While there are no exact guidelines written on Instagram’s website about pubic hair, it’s interesting to note that just last week, Kim Kardashian shared a photo of the essentially the same body parts Casolari shared ― with the same areas obscured― but hairless. They are very much still up today.
Casolari told HuffPost that what she loved most about the photos was that it “conveyed the message that being confident in your body as nature has given it to you, not as we want to reshape it. No Photoshop, no waxing, the body as it is ― as 99 percent of women’s bodies are.”
A spokesperson from Instagram told HuffPost that the account was mistakenly removed, and Casolari confirmed that her account has since been reinstated.
“We try hard to find a good balance between allowing people to express themselves and making sure the community feels comfortable, but we recognize that we don’t always get it right,” the spokesperson said. “In this case, we mistakenly removed the account, but restored it as soon as the mistake was brought to our attention.

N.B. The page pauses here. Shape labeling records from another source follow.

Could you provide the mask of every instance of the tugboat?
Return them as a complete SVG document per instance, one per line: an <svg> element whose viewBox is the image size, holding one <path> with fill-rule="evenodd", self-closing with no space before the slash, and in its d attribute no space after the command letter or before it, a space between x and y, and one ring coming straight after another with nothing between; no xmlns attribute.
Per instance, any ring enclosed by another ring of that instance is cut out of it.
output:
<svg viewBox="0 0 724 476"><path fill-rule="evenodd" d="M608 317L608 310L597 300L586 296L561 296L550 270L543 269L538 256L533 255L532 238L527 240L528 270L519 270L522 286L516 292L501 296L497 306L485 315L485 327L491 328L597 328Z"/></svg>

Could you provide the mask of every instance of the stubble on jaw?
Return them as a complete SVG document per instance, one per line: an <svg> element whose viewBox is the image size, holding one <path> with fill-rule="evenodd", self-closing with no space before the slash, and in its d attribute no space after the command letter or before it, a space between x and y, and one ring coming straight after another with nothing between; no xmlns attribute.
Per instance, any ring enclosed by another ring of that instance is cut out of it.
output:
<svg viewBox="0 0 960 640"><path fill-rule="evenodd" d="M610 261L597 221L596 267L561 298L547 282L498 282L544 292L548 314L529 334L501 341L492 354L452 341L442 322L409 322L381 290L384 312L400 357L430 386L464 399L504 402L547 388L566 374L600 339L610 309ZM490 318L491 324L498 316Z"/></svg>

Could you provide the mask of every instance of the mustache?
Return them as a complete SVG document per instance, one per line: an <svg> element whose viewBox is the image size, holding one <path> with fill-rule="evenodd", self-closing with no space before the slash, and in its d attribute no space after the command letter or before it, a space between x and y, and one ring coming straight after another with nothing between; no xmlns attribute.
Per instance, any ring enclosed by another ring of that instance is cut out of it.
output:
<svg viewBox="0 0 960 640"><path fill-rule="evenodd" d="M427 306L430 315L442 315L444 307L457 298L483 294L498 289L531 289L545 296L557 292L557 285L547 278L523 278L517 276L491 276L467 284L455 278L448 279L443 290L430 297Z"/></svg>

We apologize.”
Casolari said she has not heard anything from Instagram itself, and her feelings still stand. “It’s very hypocritical, because it’s a platform that is flooded with really offensive images ― fake bodies, fake boobs, fake butts, violence, guns,” she said, adding that something like pubic hair, a naturally occurring part of life, appears to be more problematic to the company than images that put forth an unrealistic standard of beauty, for instance.
Now that the account has been reactivated, Casolari can continue on her mission to put forth imagery of what women of all shapes, sizes and grooming habits look like. “I hope to bring some more input into the conversation regarding what a real body is versus what society expects a body to be,” she said.